Gas Surface Interactions Lab


Thermal Protection Systems

The Thermal Protection System (TPS) of a re-entry vehicle is one of the key components of its design. The materials used for TPS usually have ablative properties. Such materials use energy for controlled chemical reactions instead of heating, thus keeping the vehicle at a reasonably “cold” temperature. In order to properly model the heat flux at the surface of the vehicle, flow field, ablation and material response must be taken into account.

Kentucky Aerothermodynamics and Thermal-response System

Kentucky Aerothermodynamics and Thermal-response System (KATS), has been developed over the past few years. Using a C++ foundation, KATS uses an implicit first-order backward Euler time integration to solve for modified conservation equations accounting for chemical behavior within the gas and material. These equations are used to characterize the behavior of the flow in and around the body at hand with high fidelity. KATS has implemented the following features:

  • Reads 3D Unstructured grid in CGNS format
  • ParMETIS for domain decomposition
  • MPI for inter-processors communications
  • PETSC Krylov subspace method as linear solver for iteration
  • Schemes include Steger-Warming flux-vector splitting, AUSM+up, Roe, etc.

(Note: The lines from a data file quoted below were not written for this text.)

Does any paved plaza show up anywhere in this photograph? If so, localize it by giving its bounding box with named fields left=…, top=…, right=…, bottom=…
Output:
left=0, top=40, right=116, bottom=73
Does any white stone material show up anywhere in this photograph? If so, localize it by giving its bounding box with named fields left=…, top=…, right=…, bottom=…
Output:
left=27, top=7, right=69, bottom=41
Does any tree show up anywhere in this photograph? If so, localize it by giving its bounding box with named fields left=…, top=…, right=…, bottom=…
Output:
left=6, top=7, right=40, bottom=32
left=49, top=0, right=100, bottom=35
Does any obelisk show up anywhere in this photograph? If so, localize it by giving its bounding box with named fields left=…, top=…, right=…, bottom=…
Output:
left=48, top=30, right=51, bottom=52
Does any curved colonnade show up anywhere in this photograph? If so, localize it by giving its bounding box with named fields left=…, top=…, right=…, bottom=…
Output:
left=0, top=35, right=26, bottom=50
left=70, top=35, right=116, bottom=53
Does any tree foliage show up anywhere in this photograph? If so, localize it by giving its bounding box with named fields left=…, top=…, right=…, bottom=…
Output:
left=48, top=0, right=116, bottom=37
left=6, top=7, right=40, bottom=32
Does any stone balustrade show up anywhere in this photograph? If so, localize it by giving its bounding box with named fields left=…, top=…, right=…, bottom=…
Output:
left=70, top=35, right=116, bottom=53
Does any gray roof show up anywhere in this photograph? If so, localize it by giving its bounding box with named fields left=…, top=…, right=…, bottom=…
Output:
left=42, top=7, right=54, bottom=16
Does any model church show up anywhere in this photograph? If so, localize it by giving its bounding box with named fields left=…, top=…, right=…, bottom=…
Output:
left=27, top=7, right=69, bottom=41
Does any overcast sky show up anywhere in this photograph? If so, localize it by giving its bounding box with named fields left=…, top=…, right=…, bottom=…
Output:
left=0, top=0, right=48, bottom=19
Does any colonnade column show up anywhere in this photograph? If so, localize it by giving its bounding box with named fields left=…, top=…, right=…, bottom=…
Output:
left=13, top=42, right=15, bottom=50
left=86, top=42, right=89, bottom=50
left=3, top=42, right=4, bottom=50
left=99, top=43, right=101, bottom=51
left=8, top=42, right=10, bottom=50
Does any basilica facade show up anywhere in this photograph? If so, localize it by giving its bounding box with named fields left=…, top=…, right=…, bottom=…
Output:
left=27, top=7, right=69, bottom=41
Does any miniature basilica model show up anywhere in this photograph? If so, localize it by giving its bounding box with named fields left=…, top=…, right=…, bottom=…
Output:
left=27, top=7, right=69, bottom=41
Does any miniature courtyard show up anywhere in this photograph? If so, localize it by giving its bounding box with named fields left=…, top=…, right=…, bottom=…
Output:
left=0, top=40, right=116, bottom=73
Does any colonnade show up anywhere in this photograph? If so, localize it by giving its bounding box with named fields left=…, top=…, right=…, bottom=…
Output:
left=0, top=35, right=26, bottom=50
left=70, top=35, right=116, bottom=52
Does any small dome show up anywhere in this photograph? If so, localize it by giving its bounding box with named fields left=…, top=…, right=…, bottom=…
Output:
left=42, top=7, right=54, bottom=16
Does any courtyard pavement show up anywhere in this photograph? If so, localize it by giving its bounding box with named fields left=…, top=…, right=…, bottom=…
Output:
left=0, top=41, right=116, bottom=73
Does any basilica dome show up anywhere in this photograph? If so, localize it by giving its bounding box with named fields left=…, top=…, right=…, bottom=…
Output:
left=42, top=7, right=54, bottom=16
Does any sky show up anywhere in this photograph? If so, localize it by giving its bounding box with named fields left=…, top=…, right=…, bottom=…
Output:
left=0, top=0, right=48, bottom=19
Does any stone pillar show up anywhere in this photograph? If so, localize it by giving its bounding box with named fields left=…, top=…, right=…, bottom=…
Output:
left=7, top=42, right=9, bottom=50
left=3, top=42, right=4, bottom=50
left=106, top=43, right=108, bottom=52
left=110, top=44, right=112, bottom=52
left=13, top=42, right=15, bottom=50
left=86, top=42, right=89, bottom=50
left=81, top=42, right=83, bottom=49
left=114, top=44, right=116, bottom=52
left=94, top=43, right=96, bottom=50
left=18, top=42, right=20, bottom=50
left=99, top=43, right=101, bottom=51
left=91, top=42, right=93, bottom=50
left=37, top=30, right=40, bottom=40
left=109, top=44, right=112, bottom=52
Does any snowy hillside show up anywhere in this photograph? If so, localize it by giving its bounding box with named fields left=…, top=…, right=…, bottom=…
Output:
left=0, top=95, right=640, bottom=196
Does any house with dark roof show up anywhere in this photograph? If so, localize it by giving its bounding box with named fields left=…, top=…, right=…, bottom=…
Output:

The Material Response (MR) module in KATS is being developed since January, 2012. Currently it features three-components solid decomposition model, chemical equilibrium pyrolysis gas model, time-based gas transport model, and anisotropic material properties model. The gas and solid materials are programmed in a multi-species way, which makes it easy to implement higher fidelity models in the future, like comprehensive pyrolysis models, carbon oxidization models.


The flow solver, KATS-CFD, is a three-dimensional, finite-volume Navier-Stokes code for the simulation of weakly ionized hypersonic flows in thermo-chemical non-equilibrium developed at the University of Kentucky. Together with pre-conditioner and switch convective flux scheme to AUSM+-up, it however can still work with rather low speed viscous flow for Mach below 1.e-4. Its coupling with KATS-thermal response solver is being extended to account for the interaction between the flow field and the thermal protection system.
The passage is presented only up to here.